Facebook News Feed changes: Do we need them and do we care?
As regular readers of our public relations agency blog will know, the world’s number one social network is preparing to impact another set of changes that will affect the way in which it displays information. But how necessary are these alterations?
Well, in many ways they sound like just the ticket. Take for example the way Facebook mobile will now be the consistent design across all platforms, including desktops, avoiding confusion, cleaning up all the chaos we’re currently faced with, and making navigation easier. Larger images are set to make News Feed entries more visible too, and there will be more space to accommodate longer introductions to articles and linked content.
Those ideas certainly make sense. Photos account for 50% of an average Feed, with links to web pages making up another 20-30%, as such having this content govern the overall layout is logical. As storytellers, here at Smoking Gun PR we’re rather excited about the prospect of more comprehensive summaries to give people a real insight into what an item is about, and publishers will probably be happy too, with logos set to appear alongside links to their content.
The amendments go well beyond this, though. When people post content their Friends and Fans will now be given more details on where in the world the update came from, whilst users will also soon be offered different versions of the News Feed, depending on what they want to see. These will include photos-only, music related posts, and content taken from the Pages and public figures they Like, which comes under a new ‘Following’ filter.
According to Chris Struhar, Facebook’s Tech Lead, this will show brands that ‘every single’ post they make is being made visible to Fans. However, as per comments on Facebook Studio, not everyone is convinced, largely because posts from businesses are currently only seen by around 16% of the people following that company.

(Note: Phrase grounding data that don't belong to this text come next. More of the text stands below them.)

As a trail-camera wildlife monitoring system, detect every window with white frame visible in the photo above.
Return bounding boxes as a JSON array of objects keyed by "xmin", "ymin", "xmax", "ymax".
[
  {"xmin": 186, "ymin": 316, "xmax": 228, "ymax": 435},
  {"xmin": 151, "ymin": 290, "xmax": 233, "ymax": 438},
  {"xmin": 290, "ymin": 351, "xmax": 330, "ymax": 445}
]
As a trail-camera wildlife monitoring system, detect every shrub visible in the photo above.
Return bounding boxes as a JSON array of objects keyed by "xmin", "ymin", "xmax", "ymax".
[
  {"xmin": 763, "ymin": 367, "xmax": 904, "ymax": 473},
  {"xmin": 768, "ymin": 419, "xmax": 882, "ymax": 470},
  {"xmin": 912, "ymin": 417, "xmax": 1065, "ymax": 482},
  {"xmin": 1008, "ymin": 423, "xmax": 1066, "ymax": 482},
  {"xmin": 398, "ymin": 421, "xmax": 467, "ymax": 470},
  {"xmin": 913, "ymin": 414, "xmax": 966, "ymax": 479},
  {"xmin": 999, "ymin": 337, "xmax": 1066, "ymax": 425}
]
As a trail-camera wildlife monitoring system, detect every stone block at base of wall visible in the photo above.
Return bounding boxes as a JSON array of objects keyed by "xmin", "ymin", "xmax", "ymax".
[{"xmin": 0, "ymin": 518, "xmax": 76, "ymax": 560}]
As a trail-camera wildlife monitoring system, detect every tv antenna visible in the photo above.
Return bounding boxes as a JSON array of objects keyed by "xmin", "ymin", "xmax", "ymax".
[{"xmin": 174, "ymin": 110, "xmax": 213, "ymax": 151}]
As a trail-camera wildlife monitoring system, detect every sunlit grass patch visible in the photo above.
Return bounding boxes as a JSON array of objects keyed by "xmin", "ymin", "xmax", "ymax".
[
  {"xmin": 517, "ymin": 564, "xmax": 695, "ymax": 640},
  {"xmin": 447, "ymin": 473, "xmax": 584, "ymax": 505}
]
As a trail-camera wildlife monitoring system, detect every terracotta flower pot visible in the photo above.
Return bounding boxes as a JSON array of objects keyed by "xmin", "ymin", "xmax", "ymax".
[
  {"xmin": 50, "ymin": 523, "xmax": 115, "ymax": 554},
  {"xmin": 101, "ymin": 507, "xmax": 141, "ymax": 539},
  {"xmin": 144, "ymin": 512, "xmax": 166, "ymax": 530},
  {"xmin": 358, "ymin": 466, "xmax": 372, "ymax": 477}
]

The reason for this, Facebook’s Director of Product Marketing Brian Boland once told Tech Crunch, is that “…there are pieces of content you create that are interesting, and there’s some that are not.”
Unsurprisingly, frequently asked questions centre on where the line between useful and inane is drawn, who draws it, and whether the real reason for that drawing is to save us from information overload, or to promote the use of paid-for advertising on the network. Of course it’s too early for judgements to be made on the positive impact the fresh look could have in terms of content reach, and sceptics could have a valid point- forcing people onto a separate tab in order to access all posts from their favourite brands et al could be too much like hard work for some, harming business visibility in the long run. Either way we’re ready to welcome a tidier screen, and more detailed shares definitely won’t go amiss… we’ll just have to wait and see on the rest.